O procurador geral da República, Antonio Fernando Barros e Silva de Souza, jogou por terra a pretensão do governador José Reinaldo de manter os atos covardes perpetrados por ele contra o vice-governador Jura Filho, quando, num gesto de desespero e de retaliação, extinguiu a vice-governadoria e impediu que Jura Filho tivesse acesso ao seu gabinete de trabalho no Palácio Henrique de La Rocque.

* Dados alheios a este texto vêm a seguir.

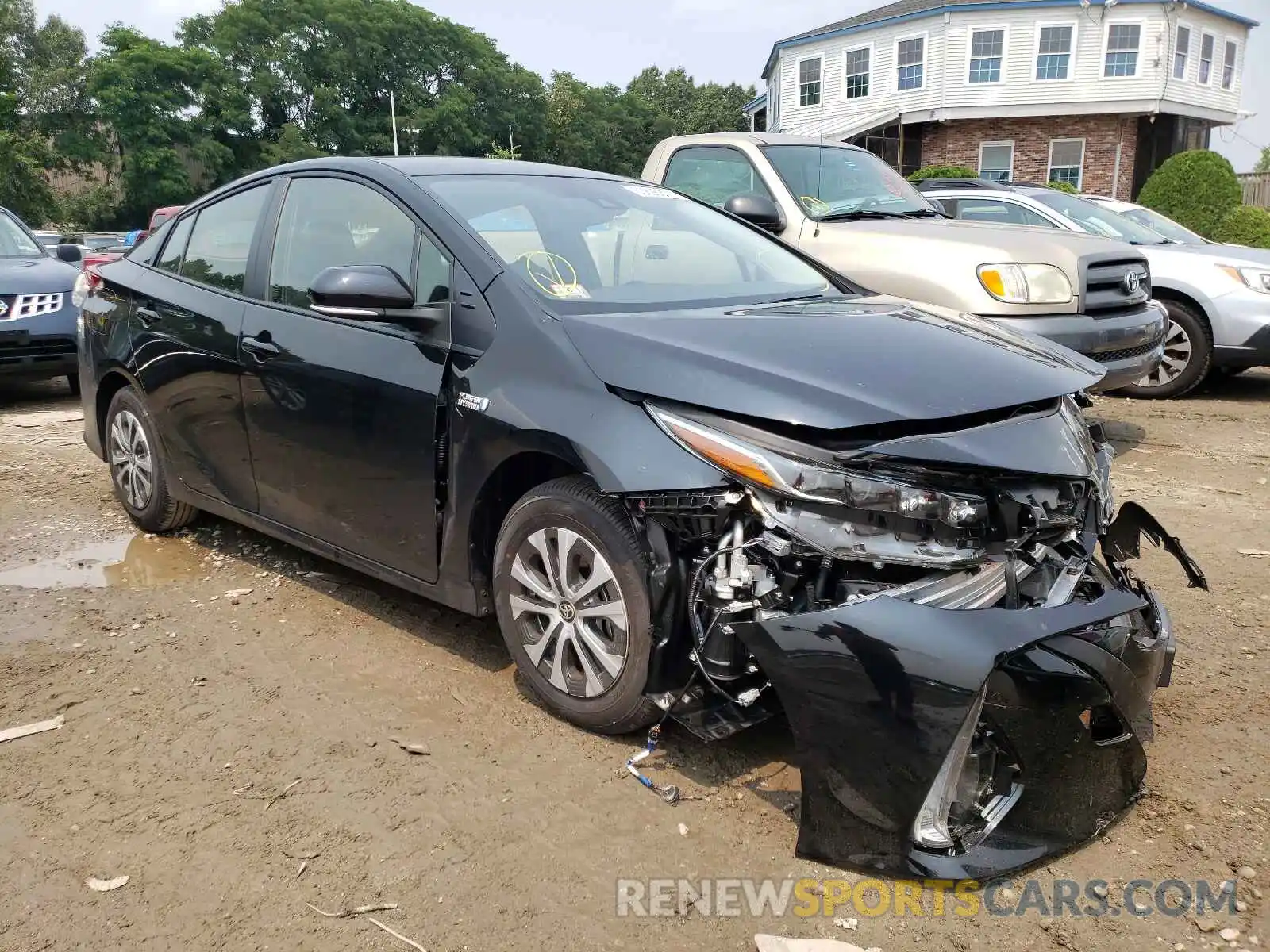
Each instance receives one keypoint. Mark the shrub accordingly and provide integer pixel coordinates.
(1245, 225)
(943, 171)
(1195, 188)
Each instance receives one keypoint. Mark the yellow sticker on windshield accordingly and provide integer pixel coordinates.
(554, 274)
(814, 205)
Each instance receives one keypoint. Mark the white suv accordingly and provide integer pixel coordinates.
(1217, 296)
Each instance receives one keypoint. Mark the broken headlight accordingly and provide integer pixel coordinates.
(787, 473)
(976, 787)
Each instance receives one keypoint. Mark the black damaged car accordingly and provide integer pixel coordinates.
(691, 471)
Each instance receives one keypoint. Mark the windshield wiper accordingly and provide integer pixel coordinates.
(798, 298)
(861, 213)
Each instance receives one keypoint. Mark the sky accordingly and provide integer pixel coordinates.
(724, 41)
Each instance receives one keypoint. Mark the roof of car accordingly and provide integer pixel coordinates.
(460, 165)
(761, 139)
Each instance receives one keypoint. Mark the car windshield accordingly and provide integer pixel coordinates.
(1165, 226)
(1098, 220)
(831, 181)
(14, 240)
(588, 245)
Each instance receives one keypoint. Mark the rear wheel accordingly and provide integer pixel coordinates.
(137, 470)
(572, 598)
(1187, 357)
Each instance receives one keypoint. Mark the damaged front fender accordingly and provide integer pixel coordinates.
(876, 692)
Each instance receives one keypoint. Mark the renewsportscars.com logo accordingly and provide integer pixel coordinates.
(933, 898)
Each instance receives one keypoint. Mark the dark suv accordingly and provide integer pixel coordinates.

Irritado com a decisão corajosa de Jura Filho de enviar à Assembléia Legislativa, projeto de lei adequando os salários dos servidores do estado ao salário mínimo determinado pela Constituição Federal, José Reinaldo assinou decreto extinguindo a estrutura da vice-governadoria, demitindo os servidores que prestam serviço ao órgão e mandando demolir o gabinete de Jura Filho.

Através de seus advogados o vice-governador impetrou junto ao Tribunal de Justiça mandado de segurança pedindo a anulação dos atos arbitrários do governador. O desembargador Raymundo Liciano de Carvalho concedeu a liminar, determinando que o vice-governador tivesse devolvidas as suas prerrogativas constitucionais, inclusive a estrutura funcional de seu gabinete.

Outra vez subvertendo a lei, o então procurador geral do estado, Raimundo Marques recorreu ao Supremo Tribunal Federal. O ministro relator, Nelson Jobim, presidente do STF manteve a decisão do TJ em caráter liminar e pediu em seguida o parecer da Procuradoria Geral da República.

Agora a Procuradoria Geral da República se manifestou contra o recurso de agravo interposto por Zé Reinaldo. Ou seja, o entendimento do procurador geral é que deve ser mantida a decisão do presidente do Supremo que, por sua vez, não suspendeu a decisão do TJMA que garantiu a Jura Filho o pleno exercício do mandato de vice-governador. O relatório de Antonio Fernando de Souza demonstra uma vez mais que as ações do governador foram praticadas como forma de constranger o vice-governador e em total desrespeito à Constituição Estadual. Com a decisão, o governador sofre nova e contundente derrota na mais alta corte do país.